We do not think upon a review of the facts of this case that they are such as to raise the issue of different phases of the law of self-defense based on the two shots fired by appellant. To our minds and under all the testimony they were so contiguous as to make it clearly a continuous transaction. *Page 122
If appellant desired the testimony of Mrs. Grayson, for whose newly discovered testimony he asked a new trial, he should have taken steps during the trial to procure the testimony of said witness, it having developed that she was present at the conversation between Mrs. Black and State witness Hill. Appellant should then have secured subpoena for her, and if necessary asked for a postponement in order to procure her presence. Upon proper predicate laid when Mrs. Black was testifying, the witness Hill gave evidence as to certain statements made by her which she had denied. The purpose of the testimony of Mrs. Grayson appears to be to support Mrs. Black in this matter. We think such supporting testimony occupies the same attitude, so far as a continuance or a new trial to obtain same is concerned, as would the impeaching evidence. Sec. 202 Branch's Ann. P.C., and cases cited.

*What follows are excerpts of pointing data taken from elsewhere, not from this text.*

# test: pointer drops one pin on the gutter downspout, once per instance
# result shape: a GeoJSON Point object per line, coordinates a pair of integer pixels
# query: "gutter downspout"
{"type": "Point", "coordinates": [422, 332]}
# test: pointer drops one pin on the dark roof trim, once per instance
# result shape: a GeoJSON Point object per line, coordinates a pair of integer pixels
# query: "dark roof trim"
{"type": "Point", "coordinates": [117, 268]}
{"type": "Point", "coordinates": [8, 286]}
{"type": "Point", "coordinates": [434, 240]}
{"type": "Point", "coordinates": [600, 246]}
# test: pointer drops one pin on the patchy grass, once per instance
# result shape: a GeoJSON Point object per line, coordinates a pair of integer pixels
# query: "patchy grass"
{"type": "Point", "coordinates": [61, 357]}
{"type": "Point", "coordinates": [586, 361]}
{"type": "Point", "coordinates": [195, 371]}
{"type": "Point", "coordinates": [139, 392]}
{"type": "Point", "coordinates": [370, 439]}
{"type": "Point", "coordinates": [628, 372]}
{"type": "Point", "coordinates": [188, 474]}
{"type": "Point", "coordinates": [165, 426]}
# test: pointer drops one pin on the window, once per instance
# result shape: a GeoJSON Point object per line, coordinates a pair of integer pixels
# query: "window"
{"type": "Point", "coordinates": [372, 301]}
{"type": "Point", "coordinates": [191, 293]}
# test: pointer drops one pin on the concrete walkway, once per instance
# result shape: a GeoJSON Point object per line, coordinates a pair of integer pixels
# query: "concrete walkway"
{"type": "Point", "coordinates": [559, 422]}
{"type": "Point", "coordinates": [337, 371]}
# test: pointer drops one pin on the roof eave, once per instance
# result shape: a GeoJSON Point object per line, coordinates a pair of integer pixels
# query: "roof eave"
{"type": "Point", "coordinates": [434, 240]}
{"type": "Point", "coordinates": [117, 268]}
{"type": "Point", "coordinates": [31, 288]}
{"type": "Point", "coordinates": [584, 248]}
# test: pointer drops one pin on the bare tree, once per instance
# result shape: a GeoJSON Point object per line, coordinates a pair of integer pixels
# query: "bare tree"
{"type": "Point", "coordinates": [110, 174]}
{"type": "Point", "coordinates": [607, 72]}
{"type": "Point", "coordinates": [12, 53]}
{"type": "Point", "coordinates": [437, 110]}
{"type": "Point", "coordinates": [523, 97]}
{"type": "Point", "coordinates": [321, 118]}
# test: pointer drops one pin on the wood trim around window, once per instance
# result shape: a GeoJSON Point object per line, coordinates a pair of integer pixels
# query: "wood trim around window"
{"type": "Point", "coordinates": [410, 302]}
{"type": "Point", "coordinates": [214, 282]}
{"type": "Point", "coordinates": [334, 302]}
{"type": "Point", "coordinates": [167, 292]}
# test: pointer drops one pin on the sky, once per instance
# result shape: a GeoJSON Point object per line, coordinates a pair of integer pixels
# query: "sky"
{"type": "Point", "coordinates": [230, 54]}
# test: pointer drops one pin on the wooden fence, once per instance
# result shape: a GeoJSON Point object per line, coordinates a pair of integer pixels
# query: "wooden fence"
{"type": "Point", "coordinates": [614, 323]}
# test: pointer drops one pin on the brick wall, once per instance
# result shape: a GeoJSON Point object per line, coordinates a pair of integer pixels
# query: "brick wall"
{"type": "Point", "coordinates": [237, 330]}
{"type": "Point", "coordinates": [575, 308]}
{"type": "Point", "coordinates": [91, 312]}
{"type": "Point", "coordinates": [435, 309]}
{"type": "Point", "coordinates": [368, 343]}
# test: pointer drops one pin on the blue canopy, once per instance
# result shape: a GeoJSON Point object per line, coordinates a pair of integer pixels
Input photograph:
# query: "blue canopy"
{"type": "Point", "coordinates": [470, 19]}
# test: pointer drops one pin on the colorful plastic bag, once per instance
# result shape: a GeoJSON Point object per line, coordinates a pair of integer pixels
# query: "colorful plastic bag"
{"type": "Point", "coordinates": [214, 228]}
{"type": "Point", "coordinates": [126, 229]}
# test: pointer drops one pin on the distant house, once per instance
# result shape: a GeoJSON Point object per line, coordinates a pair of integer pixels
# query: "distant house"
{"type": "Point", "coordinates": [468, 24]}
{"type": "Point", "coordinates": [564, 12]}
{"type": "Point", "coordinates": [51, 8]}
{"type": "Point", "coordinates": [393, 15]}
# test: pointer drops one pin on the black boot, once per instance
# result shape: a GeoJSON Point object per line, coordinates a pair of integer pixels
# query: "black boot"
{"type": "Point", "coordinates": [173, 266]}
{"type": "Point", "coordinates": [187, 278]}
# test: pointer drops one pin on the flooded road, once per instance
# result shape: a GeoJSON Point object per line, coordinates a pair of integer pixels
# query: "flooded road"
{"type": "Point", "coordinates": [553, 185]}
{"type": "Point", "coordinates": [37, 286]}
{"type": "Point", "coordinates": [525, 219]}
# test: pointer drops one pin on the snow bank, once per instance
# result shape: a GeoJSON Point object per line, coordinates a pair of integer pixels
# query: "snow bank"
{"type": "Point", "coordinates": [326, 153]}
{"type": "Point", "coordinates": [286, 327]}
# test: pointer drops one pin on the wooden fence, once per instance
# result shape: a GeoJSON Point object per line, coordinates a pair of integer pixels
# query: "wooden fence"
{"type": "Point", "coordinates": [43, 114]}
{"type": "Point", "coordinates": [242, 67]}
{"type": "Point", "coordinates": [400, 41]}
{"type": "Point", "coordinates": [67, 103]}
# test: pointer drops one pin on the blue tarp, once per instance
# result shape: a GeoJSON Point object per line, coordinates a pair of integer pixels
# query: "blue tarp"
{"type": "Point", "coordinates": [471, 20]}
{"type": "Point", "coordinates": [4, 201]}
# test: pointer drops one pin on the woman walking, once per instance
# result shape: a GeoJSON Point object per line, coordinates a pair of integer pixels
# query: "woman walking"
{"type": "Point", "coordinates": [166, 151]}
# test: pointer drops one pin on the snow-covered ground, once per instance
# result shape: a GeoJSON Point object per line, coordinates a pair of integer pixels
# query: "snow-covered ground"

The threat stated in the affidavit of Mr. Elliott as being newly discovered evidence, appears never to have been communicated to appellant, and in addition to reasons stated in our former opinion, we do not think such evidence of a character as would likely produce a different result upon another trial. The threat was made about two months before the killing, and the record discloses that appellant and deceased had been together subsequent to the making of said alleged threat, and no effort appears on the part of deceased to execute same.
We have again carefully considered this record and each of the matters urged by appellant, but being of opinion that same present no reversible error, the motion for rehearing will be overruled.
Overruled.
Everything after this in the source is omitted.